Hundert Jahre sind vergangen, seit Italien im Mai 1915 dem Nachbarn Österreich-Ungarn den Krieg erklärte. Zu „Schlafwandlern“ hat Christopher Clark all diejenigen erklärt, die den Ersten Weltkrieg – die ‚Urkatastrophe‘ des 20. Jahrhunderts – herbeiführten. Dieses Etikett trifft wohl auch auf die Verantwortlichen in Italien und Österreich zu, wenn man den Beiträgern des vorliegenden Bandes folgen will.

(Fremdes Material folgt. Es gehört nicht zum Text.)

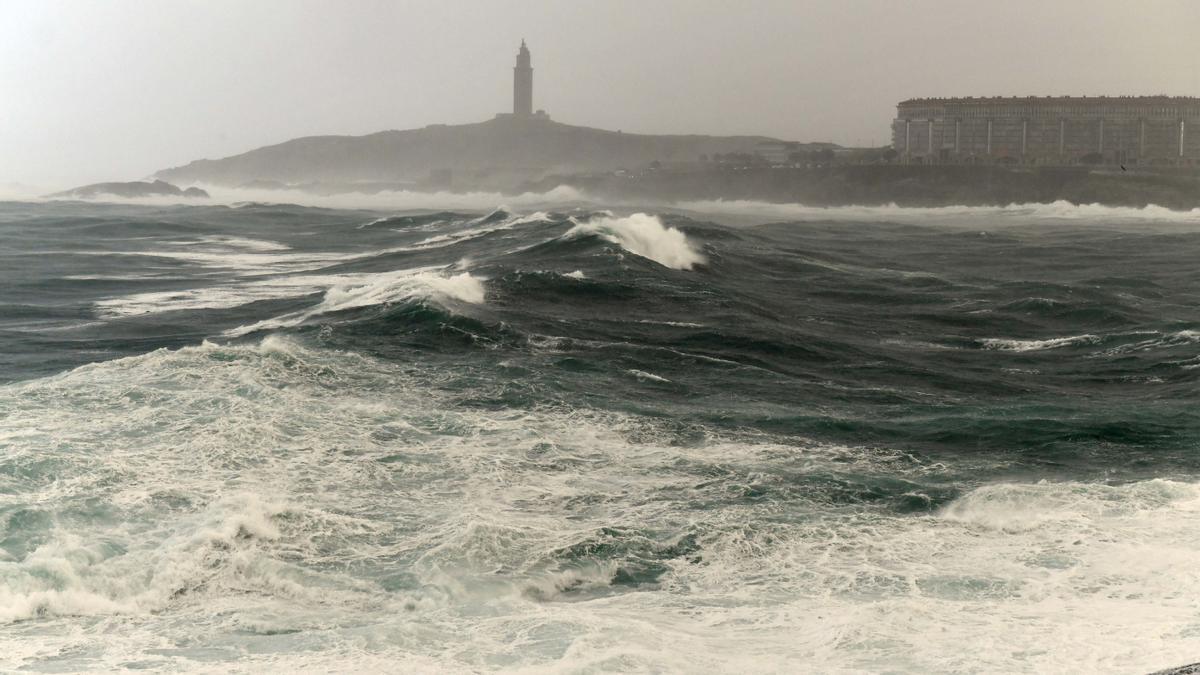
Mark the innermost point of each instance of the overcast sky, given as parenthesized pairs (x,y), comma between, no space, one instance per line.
(117,89)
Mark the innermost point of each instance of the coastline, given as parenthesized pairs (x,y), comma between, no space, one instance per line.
(871,185)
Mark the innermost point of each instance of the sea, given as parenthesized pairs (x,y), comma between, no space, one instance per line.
(550,434)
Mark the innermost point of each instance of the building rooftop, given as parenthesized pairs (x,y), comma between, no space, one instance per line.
(991,100)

Über einen langen Zeitraum hinweg verharrte die zeithistorische Forschung der beiden Länder in freundlicher Distanz gegenüber. Erst in letzter Zeit kam es zu Kooperationen, deren Blick allerdings auf die österreichisch-italienischen Grenzregionen beschränkt blieb, ohne einen breiter angelegten, transnationalen Rahmen zu erfassen. Deshalb überlebten in der Öffentlichkeit zahlreiche Mythen, die etwa den „Verrat“ Italiens am Bündnispartner beinhalteten oder das „Im Felde unbesiegt“. In Italien entstand der Mythos von der im Krieg vollendeten nationalen Einheit. Daher trafen sich im Sommer 2012 in Bozen österreichische und italienische Historiker, um sechs Schwerpunktthemen zu diskutieren und in Parallelgeschichten festzuschreiben, die sowohl  in deutscher als auch italienischer Sprache veröffentlicht werden sollten. Jüngste Veröffentlichungen konnten daher naturgemäß nicht mehr berücksichtigt werden. Gleichwohl bietet gerade das komparatistische Vorgehen interessante Ergebnisse.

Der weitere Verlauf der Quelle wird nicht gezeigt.